Combined with other rebates and fuel savings over time, this narrows the price difference between gasoline and electric power cars.
Bill Roven’s all-electric Tesla Roadster may be the fastest car for miles around, except when it’s time for a pit stop.
It gets about 200 miles on a charge that takes 3 or 4 hours.
He says he spends $20 a month to charge it.
Like high-end gas-power sports cars, the Tesla is expensive, has no back seat and little trunk space. But instead of a heavy engine, a heavy block of batteries. Roven says there are seven thousand of them and they weigh 900 pounds.
The Tesla was the first mass-produced electric car sold in the United States and originally cost as much as a house. Now most auto makers have electric models and the San Joaquin Valley Air Pollution Control District will give you $3,000 to buy one.
Electric cars move the source of air pollution from a car’s tail pipe to the power plant. But even there they account for far less air pollution than their gasoline-driven counterparts; no emissions are produced when sources like wind, solar or water are used.
The District’s $3,000 rebate gets added to a $2,500 state rebate and a $7,500 federal tax credit. In all, electric car shoppers in the Valley can knock $13,000 off the price tag. The district’s rebate significantly narrows the gap between the costs of electric and conventional vehicles.
For comparison, consider a new gas-power Toyota Corolla MSRP $17,720.
After subtracting $13,000 from the price of a $29,975 electric Mitsubishi-iMiEV, it costs less than the Corolla at $16,975.
More savings add up over time.
Driving an average of 40 miles a day at today’s gas prices ($3.95 /gal) costs $150 a month in the Corolla. A month of the same driving in an electric car costs about $50.
Month after month, the savings are enough to offset the price difference of more expensive electric cars.

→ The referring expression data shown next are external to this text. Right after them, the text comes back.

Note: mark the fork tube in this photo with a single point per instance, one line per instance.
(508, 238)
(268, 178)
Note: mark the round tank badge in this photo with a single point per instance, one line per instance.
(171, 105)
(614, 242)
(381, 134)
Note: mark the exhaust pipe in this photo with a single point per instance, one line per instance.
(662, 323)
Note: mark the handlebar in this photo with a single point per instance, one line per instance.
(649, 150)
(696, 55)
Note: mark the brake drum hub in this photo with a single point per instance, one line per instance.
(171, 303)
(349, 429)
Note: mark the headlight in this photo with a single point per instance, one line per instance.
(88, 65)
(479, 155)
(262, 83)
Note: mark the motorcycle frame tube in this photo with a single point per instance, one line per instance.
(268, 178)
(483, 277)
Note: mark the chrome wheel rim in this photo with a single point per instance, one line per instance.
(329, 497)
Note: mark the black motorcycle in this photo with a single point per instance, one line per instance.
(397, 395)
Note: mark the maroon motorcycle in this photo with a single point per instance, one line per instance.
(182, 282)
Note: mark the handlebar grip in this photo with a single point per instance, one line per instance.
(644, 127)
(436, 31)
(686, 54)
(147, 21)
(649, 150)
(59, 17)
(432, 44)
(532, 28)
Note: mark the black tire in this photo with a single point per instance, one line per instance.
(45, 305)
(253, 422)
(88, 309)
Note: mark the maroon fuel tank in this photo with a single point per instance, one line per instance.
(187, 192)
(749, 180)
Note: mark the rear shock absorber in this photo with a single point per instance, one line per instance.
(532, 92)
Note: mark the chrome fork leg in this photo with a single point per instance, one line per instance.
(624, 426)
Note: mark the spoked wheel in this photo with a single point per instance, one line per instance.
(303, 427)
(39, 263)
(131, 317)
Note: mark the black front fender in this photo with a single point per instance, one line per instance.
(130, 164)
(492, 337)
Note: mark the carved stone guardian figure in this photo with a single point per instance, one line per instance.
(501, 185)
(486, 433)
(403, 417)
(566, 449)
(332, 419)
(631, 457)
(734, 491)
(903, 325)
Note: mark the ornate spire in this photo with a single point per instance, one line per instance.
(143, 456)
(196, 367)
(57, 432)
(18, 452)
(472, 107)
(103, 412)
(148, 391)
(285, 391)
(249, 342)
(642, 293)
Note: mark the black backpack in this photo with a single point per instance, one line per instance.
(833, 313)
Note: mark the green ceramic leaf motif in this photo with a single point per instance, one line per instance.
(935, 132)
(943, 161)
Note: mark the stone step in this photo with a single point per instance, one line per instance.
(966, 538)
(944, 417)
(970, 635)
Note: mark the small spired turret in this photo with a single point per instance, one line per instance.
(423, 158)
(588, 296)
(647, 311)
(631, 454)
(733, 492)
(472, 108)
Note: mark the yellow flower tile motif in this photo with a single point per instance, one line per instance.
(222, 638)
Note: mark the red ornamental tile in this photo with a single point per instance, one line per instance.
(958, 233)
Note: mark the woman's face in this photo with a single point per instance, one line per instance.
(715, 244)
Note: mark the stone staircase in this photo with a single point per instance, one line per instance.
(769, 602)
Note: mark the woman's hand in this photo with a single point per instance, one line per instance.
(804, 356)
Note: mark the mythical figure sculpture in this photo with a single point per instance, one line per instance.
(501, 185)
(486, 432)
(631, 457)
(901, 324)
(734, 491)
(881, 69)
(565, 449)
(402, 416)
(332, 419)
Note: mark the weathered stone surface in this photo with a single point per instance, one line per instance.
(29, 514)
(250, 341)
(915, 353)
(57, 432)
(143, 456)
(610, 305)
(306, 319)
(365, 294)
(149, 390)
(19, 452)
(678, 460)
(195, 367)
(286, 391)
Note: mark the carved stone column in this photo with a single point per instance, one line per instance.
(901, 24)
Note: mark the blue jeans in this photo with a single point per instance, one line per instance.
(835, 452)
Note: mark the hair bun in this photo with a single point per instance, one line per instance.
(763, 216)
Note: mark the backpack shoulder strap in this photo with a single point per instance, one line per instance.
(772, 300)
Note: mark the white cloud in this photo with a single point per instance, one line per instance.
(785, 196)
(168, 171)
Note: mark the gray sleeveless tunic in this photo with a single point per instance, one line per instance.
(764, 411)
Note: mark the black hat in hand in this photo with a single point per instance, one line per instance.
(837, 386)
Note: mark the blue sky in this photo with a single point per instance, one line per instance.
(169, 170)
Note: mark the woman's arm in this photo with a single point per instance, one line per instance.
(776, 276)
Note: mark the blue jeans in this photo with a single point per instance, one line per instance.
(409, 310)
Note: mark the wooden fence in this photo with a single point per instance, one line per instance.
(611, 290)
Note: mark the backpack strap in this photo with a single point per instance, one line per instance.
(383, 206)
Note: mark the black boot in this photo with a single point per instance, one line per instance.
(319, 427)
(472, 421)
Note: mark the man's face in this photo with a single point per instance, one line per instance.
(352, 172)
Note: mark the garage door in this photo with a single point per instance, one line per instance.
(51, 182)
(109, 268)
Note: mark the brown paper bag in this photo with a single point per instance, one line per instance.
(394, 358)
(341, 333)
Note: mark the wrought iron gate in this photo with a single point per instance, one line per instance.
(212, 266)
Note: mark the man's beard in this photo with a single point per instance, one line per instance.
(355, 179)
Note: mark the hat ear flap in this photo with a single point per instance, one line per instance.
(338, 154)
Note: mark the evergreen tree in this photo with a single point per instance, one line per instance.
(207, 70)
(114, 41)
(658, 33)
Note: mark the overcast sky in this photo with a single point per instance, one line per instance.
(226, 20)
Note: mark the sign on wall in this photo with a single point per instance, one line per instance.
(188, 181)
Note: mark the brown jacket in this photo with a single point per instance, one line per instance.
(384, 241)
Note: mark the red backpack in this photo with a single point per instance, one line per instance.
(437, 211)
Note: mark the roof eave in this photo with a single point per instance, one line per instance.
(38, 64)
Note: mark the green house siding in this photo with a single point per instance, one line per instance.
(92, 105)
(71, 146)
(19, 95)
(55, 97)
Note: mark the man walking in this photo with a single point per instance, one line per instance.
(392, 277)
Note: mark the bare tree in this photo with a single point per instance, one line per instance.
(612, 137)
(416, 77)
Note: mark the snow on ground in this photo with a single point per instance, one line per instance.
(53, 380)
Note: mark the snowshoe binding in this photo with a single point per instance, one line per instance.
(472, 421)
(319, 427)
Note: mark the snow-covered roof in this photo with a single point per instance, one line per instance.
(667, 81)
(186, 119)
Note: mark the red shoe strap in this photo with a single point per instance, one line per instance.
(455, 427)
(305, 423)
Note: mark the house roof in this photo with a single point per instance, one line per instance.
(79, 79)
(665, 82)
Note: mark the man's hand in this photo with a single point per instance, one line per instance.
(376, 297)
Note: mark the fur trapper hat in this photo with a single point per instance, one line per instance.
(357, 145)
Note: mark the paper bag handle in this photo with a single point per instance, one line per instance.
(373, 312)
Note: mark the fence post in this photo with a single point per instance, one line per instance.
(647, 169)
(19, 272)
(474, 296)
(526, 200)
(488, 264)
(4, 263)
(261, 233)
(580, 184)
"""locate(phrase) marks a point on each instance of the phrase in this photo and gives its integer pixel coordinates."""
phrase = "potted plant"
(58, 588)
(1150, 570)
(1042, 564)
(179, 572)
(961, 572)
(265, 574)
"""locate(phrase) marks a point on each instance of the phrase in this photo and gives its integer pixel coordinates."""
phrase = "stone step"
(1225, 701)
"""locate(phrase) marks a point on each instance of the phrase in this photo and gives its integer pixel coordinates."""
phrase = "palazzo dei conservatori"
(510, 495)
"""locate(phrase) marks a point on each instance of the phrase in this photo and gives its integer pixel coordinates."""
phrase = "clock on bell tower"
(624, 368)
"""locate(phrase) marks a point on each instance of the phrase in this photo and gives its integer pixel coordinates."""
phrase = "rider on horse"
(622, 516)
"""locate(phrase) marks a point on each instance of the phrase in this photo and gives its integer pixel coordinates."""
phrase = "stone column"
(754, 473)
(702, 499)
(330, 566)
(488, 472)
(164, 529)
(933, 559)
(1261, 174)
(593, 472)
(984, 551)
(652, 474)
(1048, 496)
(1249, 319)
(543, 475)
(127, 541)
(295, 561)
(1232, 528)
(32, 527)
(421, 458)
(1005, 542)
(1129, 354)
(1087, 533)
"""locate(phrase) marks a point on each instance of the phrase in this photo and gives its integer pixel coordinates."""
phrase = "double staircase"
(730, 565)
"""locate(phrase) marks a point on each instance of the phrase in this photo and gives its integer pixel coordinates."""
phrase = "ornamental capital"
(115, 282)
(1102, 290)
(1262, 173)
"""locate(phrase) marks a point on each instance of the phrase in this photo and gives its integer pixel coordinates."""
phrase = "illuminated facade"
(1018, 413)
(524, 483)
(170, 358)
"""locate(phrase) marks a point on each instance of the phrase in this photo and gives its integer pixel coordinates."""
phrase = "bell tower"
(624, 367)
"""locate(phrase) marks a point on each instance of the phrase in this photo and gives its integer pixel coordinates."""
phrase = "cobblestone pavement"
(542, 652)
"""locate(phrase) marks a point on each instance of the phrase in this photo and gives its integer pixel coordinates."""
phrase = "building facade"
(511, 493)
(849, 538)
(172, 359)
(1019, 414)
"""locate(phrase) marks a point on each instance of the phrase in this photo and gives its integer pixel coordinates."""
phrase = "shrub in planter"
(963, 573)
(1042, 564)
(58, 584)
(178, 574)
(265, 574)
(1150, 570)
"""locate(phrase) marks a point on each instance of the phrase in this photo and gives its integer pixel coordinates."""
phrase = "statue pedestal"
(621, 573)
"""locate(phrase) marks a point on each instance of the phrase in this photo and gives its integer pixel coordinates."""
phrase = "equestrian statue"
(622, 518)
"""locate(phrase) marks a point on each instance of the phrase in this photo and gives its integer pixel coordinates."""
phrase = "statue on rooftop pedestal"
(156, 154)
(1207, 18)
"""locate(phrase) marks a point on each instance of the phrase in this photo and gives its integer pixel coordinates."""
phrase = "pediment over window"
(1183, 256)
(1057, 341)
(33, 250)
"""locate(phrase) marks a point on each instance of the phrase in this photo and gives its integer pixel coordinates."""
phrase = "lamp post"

A Nissan Leaf becomes cheaper than the Corolla in 4 years, an electric Ford Focus in 5.5.
These numbers assume the car is charged at night when rates are lower. The electrical systems in some homes may need to be upgraded.
PG&E has an even lower rate but homeowners must invest in installing a separate electric meter for the car.
Even if a homeowner spends thousands on such upgrades, it’s still possible to ‘break even’ in a few years because of the $1,500+ savings each year in electricity over gasoline.
Cost is far less of a barrier than it used to be. But electric cars still have other limitations.
There are very few charging stations. The same grants that pay for the rebate also provide funds to encourage more charging stations.
Most electric cars can be adapted to plug into a conventional outlet, but a full-charge this way may take all day.
The car’s resale value depends on battery health. Batteries today are built to last 10 years. They may need to be replaced.
The many tradeoffs are worth it to Rovin, “It’s one of those things where you starting thinking about the world and what we're doing to it- how could you not? And even if you don't care about the environment you have to realize that the oil is going to run out and that's going to be a major problem so why not do it now?"